King of Burma
- Reign: 4 May 1698 – 22 August 1714
- Coronation: 24 July 1698
- Predecessor: Minye Kyawhtin
- Successor: Taninganway
- Born: c. 1 April 1673 Saturday, Late Tagu 1034 ME Ava (Inwa)
- Died: 22 August 1714 (aged 41) Wednesday, 14th waxing of Tawthalin 1076 ME Ava
- Burial: 23 August 1714 Inwa Palace
- Consort: Maha Dewi Thiri Dewi Nanda Dewi
- Issue: Taninganway

Names
- Thiri Maha Thiha Thura Dhamma Yaza
- House: Toungoo
- Father: Minye Kyawhtin
- Mother: Sanda Dewi
- Religion: Theravada Buddhism

= Sanay Min =

Sanay Min (စနေမင်း, /my/; lit. "Saturday King"; c. 1 April 1673 – ) was the 13th king of Toungoo dynasty of Burma (Myanmar) who reigned from 1698 to 1714. Sanay ascended to throne after his father Minye Kyawhtin died in 1698. Sanay was – like his father – ineffectual, and the power of Toungoo dynasty continued to decline.

==Early life==
Sanay Min was born to King Minye Kyawhtin and his queen Sanda Dewi (née Khin Ma Shwe San Oo) c.

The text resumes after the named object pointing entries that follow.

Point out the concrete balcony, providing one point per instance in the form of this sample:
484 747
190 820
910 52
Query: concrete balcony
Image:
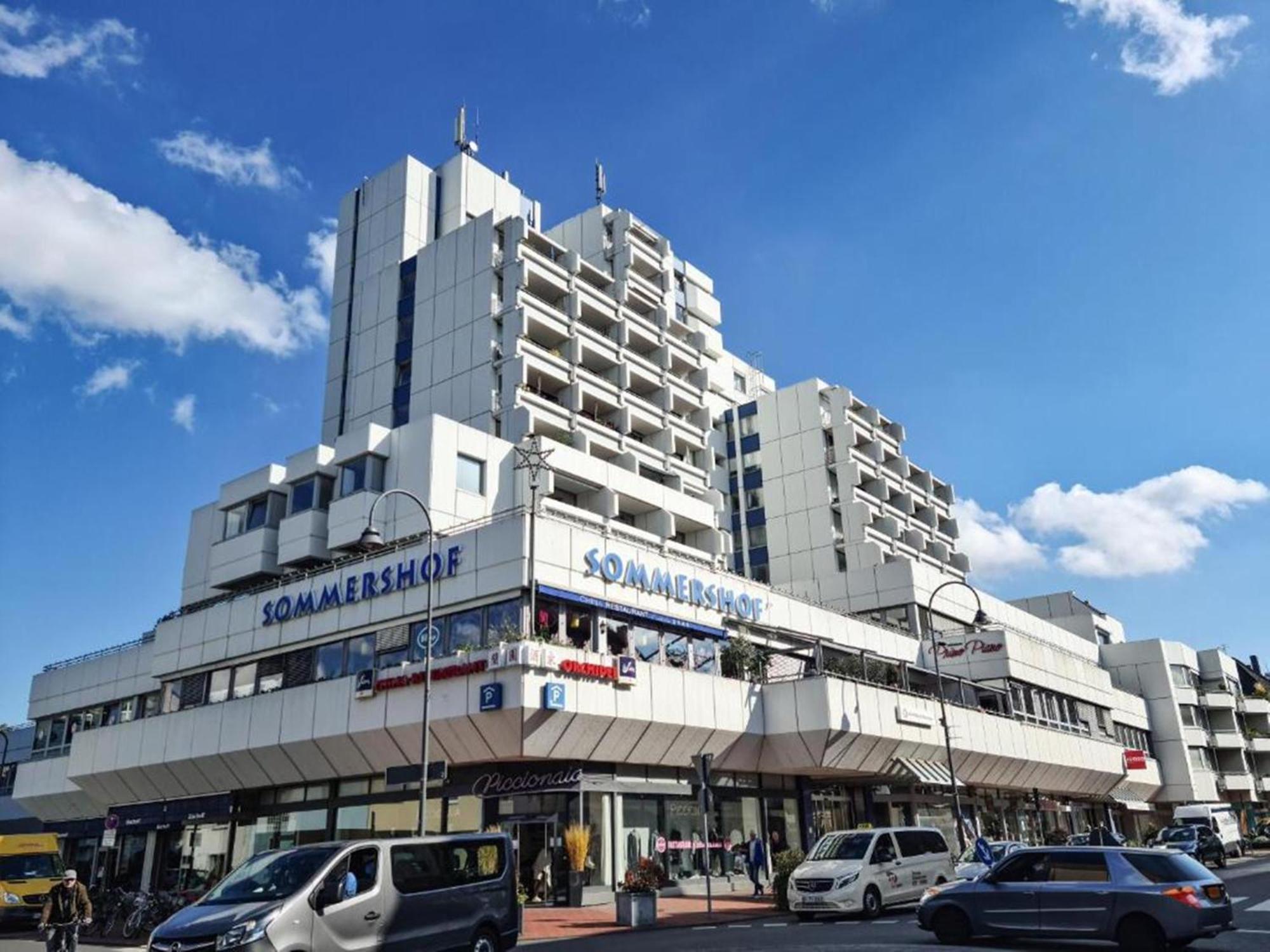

April 1673. He was given Dabayin in fief, and was known as Debayin Mintha in his youth. He was made heir apparent on 8 September 1688 (Wednesday, 14th waxing of Tawthalin 1050 ME).

==Reign==
In 1707, Sanay brought Muslim prisoners of war from Sandoway and settled them in Myedu. Three thousand Muslims from the weakening Kingdom of Mrauk U took refuge under his rule from 1698 to 1714. These refugees were divided and settled in Taungoo, Yamethin, Nyaung Yan, Yin Daw, Meiktila, Pin Dale, Tabet Swe', Bhodhii, Syi Tha, Siputtara, Myae du and Depayin.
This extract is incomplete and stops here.